You should describe what you are trying to achieve, not how you plan to achieve it. As you said, you are a beginner, and maybe your approach to the problem is completely wrong. My early attempts using pandas resulted in bloated, messy code that were replaced with a few simple commands once I had a clue about how pandas works.
This is what I would like to achieve:
About 2. This code from my first post works perfectly and all your explanations allow me to start to understand it.
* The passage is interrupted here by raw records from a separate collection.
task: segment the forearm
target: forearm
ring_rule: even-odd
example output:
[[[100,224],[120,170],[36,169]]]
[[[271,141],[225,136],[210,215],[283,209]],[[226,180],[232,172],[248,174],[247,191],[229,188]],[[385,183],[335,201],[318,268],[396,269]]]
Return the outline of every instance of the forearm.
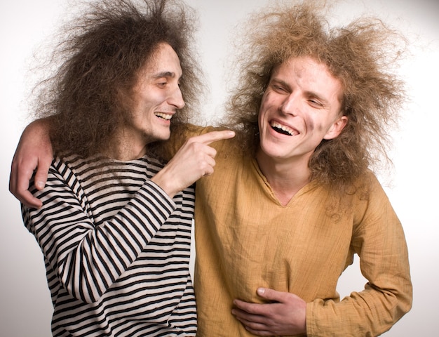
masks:
[[[411,287],[405,288],[399,293],[367,286],[339,303],[315,300],[306,306],[307,336],[379,336],[410,310]]]

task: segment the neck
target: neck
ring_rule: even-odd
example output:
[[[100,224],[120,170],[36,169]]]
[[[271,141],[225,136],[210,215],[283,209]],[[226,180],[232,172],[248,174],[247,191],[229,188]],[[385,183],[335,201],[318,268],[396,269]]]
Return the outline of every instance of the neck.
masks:
[[[308,183],[308,161],[277,160],[268,157],[260,149],[256,154],[259,169],[265,176],[278,200],[285,206]]]
[[[123,161],[140,158],[147,153],[147,142],[132,137],[119,135],[111,142],[104,154],[109,158]]]

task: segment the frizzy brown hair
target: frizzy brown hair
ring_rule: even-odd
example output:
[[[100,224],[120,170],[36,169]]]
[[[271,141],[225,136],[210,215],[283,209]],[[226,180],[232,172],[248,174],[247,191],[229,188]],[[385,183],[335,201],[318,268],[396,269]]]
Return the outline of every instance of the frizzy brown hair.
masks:
[[[62,65],[38,86],[35,110],[38,117],[50,117],[55,154],[85,157],[115,145],[139,72],[163,42],[176,52],[183,71],[186,105],[173,117],[171,131],[183,128],[188,112],[198,110],[201,90],[191,50],[194,12],[177,0],[99,0],[87,6],[61,32],[52,57]],[[161,143],[149,144],[149,152],[161,157]]]
[[[245,51],[238,63],[244,70],[236,76],[239,86],[227,106],[227,126],[241,138],[243,152],[254,155],[261,100],[273,70],[296,57],[326,65],[342,84],[342,113],[348,123],[338,137],[321,142],[309,166],[311,180],[346,190],[381,158],[389,159],[387,133],[405,99],[403,83],[389,70],[405,40],[376,18],[330,28],[325,9],[316,1],[279,5],[271,11],[264,8],[247,22],[242,36],[248,44],[240,44]]]

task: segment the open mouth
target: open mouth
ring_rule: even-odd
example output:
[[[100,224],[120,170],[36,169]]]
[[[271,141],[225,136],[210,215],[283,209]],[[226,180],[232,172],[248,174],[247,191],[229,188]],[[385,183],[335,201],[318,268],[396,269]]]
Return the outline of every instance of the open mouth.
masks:
[[[274,130],[276,132],[281,133],[282,135],[295,136],[297,134],[297,133],[295,132],[293,129],[288,126],[285,126],[283,124],[281,124],[278,123],[277,121],[270,121],[270,126],[271,126],[271,128],[273,128],[273,130]]]
[[[173,118],[172,114],[163,114],[163,112],[156,112],[154,114],[158,118],[161,118],[162,119],[165,119],[166,121],[169,121],[171,118]]]

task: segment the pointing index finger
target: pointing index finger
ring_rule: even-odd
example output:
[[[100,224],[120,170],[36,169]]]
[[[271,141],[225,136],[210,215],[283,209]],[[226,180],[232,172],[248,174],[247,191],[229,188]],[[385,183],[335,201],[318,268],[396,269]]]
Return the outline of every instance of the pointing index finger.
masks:
[[[235,136],[235,132],[231,130],[222,130],[221,131],[210,131],[203,135],[194,137],[197,142],[208,145],[211,143],[223,139],[232,138]]]

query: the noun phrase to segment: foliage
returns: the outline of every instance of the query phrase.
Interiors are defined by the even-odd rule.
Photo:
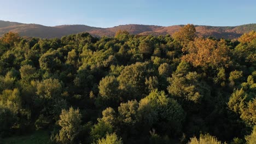
[[[186,143],[210,133],[253,143],[255,32],[238,41],[196,34],[193,25],[173,37],[6,34],[0,40],[0,136],[4,143],[43,130],[60,143]],[[220,142],[205,135],[190,142]]]
[[[214,136],[211,136],[209,134],[200,135],[199,139],[196,137],[190,139],[190,141],[188,143],[189,144],[221,144],[221,142],[219,141]]]
[[[123,142],[121,139],[119,139],[117,134],[113,133],[107,134],[105,138],[98,140],[97,142],[98,144],[122,144]]]
[[[79,110],[69,108],[68,111],[62,110],[58,122],[61,127],[56,140],[61,143],[75,143],[74,140],[78,135],[81,123],[82,115]]]

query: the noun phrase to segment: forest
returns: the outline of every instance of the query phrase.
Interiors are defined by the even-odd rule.
[[[10,32],[0,38],[0,143],[44,131],[34,143],[255,144],[255,31]]]

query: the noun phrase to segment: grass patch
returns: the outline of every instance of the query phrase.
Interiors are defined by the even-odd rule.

I would like to ask if it would be possible to divide that function called calculate_percentages() into 3 separate functions, just for the sake of learning and experimenting purposes.
I have got source dataframe with columns: ['question', 'type', 'value', 'type_code'].
With this I can add a new column called "percentage":
def compute_percentage(df):
# Compute percentage of value with question group
perc = (df["value"] / df["value"].sum()) * 100
df["percentage"] = perc
return df
source = (
source
.groupby("question", group_keys=True)
.apply(compute_percentage)
.reset_index(drop=True)
)
And now I have source dataframe with the following columns:
['question', 'type', 'value', 'type_code', 'percentage']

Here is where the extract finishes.